Terms of Trade(TOT)- Represent the ratio between a country's export prices and its import prices. A TOT over 100% or that shows improvement over time can be a positive economic indicator as it can mean that export prices have risen as import prices have held steady or declined.
GDP Calculation-
There are various ways to calculate GDP including expenditure and income method. The formula for GDP calculation through expenditure method is as follows
GDP= C + I + G + (X-M)
C→ Consumer spending, I → business investment
G → government spending, (X-M) → net exports
GDP Nominal vs Real
Nominal GDP → GDP calculation at current market price
Real GDP → GDP calculation after adjusting for inflation
Let's A country X produced 10 cars(Price- 1 million each) in year 2020(nominal GDP= 10 million)
and
X produced 10 cars(Price- 2 million each) in year 2021(nominal GDP= 20 million)
The nominal GDP of 2021 will be twice of year 2020, but real GDP of 2020 and 2021 is same(as in both year the country produced the same number of cars).
GDP base year(India)- 2011-12
GDP Deflator
GDP deflator measure the inflation level in a economy.
GDP Deflator= GDP(@Current Price)/GDP(@Constant Price)
GDP vs GVA
GDP → monetary value of all finished goods and services(Includes tax and subsidies)
GVA → net value addition in production process
Gross Value Addition(GVA)-
It is mainly used to calculate the value addition of firms.
GVA(@factor cost) = value of finished product- value of intermediary goods
GVA(@factor cost)= GVP(@basic price) - [Production taxes- Production subsidies]
GVA(@basic price)= GVP(@factor cost) + [Production taxes- Production subsidies]
GVP(@basic price)- what producer will receive before the product is sold. It is calculated by including production taxes and production subsidies in GVA(@factor cost).
GVP(@basic price) is used in United Nations System of National Accounts(SNA).
Factor cost represent cost involved by different factors of production.
Basic price is including production taxes and production subsidies in factor cost.
GDP(@Market cost)= GVA(@basic price)+ [indirect taxes- subsidies]
GVA(@basic price)= GDP(@Market cost) - [indirect taxes- subsidies]
Purchasing Manager Index(PMI)-
Survey based measure to predict present and future production level. It is released on monthly basis by IHS Markit(Private entity).
Separate PMI for manufacturing and service sector.
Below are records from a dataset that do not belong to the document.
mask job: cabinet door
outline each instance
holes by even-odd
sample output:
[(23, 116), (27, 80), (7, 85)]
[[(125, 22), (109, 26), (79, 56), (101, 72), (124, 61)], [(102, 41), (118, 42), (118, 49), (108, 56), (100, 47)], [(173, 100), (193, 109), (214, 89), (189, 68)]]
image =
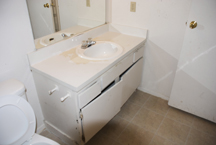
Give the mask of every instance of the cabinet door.
[(89, 141), (120, 111), (121, 83), (120, 81), (112, 86), (81, 110), (85, 142)]
[(122, 101), (123, 105), (136, 88), (140, 85), (142, 79), (143, 58), (136, 62), (123, 76), (122, 76)]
PMI> 50(production expension as compared to previous months)
PMI< 50(production contraction as compared to previous months)
National Income-
NNP(net national production)-
NNP= GNP- Depreciation(used up capital)
Two ways to calculate NNP-
1. At market price(including tax & subsidies)
2. At factor cost(excluding tax & subsidies)
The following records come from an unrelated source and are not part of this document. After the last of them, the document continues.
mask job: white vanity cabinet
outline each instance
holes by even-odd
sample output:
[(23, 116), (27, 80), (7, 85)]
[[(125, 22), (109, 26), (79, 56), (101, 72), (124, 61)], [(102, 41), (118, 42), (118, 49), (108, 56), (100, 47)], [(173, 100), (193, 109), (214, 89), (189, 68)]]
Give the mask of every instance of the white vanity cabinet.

NNP(@factor cost)= NNP(@market price)- (indirect tax- subsidies)
National income = NNP(@factor cost)
Personal Income= National income- undistributed profit- social security payments- corporate taransfer payments(Govt+ business) + net intrest paid by Govt
Personal Disposable Income= Personal income- Direct taxes
National Income Calculation-
Kuznets Curve-
Business Cycle-
Cyclic fluctuations of a business in 4 different mode- Recession, Depression, Recovery and Expansion
In macroeconomics, at aggregate level it shows GDP fluctuation of a country.